First Bits	Meaning	Total Bytes for Character
`0xxxxxxx`	Complete ASCII character	1
`110xxxxx`	START of 2-byte character	2
`1110xxxx`	START of 3-byte character	3
`11110xxx`	START of 4-byte character	4
`10xxxxxx`	CONTINUATION byte	-

This is why UTF-8 can handle any language while remaining backward-compatible with ASCII!

#hide
def analyze_utf8_byte(byte_val):
    """Analyze a UTF-8 byte and return its type"""
    binary = format(byte_val, '08b')

    if (byte_val & 0b10000000) == 0b00000000:
        return binary, 'ASCII (complete)'
    elif (byte_val & 0b11100000) == 0b11000000:
        return binary, 'START of 2-byte char'
    elif (byte_val & 0b11110000) == 0b11100000:
        return binary, 'START of 3-byte char'
    elif (byte_val & 0b11111000) == 0b11110000:
        return binary, 'START of 4-byte char'
    elif (byte_val & 0b11000000) == 0b10000000:
        return binary, 'CONTINUATION'
    else:
        return binary, 'INVALID'

#hide-input
# Analyzing UTF-8 bit patterns
text = '諾林'
utf8_bytes = text.encode('utf-8')

print(f"UTF-8 bytes: {list(utf8_bytes)}")
print()

for i, byte_val in enumerate(utf8_bytes):
    binary, description = analyze_utf8_byte(byte_val)
    print(f"Byte {i}: {byte_val} = {binary} → {description}")

print("""
Decoding:
Byte 0 (232): 1110xxxx → START of 3-byte char
Byte 1 (171): 10xxxxxx → CONTINUATION (1/2)
Byte 2 (190): 10xxxxxx → CONTINUATION (2/2) → Character complete: 諾

Byte 3 (230): 1110xxxx → START of 3-byte char
Byte 4 (158): 10xxxxxx → CONTINUATION (1/2)
Byte 5 (151): 10xxxxxx → CONTINUATION (2/2) → Character complete: 林""")

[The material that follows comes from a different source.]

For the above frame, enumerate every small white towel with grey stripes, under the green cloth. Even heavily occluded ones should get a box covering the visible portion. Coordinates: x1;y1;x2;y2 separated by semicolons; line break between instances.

UTF-8 bytes: [232, 171, 190, 230, 158, 151]

Byte 0: 232 = 11101000 → START of 3-byte char
Byte 1: 171 = 10101011 → CONTINUATION
Byte 2: 190 = 10111110 → CONTINUATION
Byte 3: 230 = 11100110 → START of 3-byte char
Byte 4: 158 = 10011110 → CONTINUATION
Byte 5: 151 = 10010111 → CONTINUATION

Decoding:
Byte 0 (232): 1110xxxx → START of 3-byte char
Byte 1 (171): 10xxxxxx → CONTINUATION (1/2)
Byte 2 (190): 10xxxxxx → CONTINUATION (2/2) → Character complete: 諾

Byte 3 (230): 1110xxxx → START of 3-byte char
Byte 4 (158): 10xxxxxx → CONTINUATION (1/2)
Byte 5 (151): 10xxxxxx → CONTINUATION (2/2) → Character complete: 林

Summary: The Elegant Solution

Now you understand how AI models can handle any language with a single tokenizer:

The Two-Layer System:

UTF-8 Layer: Converts any text to bytes using smart bit patterns
BPE Layer: Learns byte patterns from multilingual training data

Why This Works:

Universal encoding: UTF-8 handles all languages uniformly
Adaptive learning: BPE learns from whatever languages are in training data
Byte-level processing: No language-specific rules needed

Practical Implications:

Chinese costs more tokens: Less frequent in training = larger byte chunks per token
Same model, all languages: No separate tokenizers needed
Seamless multilingual AI: Natural language switching in conversations

While Byte Pair Encoding is an efficient way to handle universal language, it is probably less useful for language like Chinese because the byte part does not preserve any semantic meaning.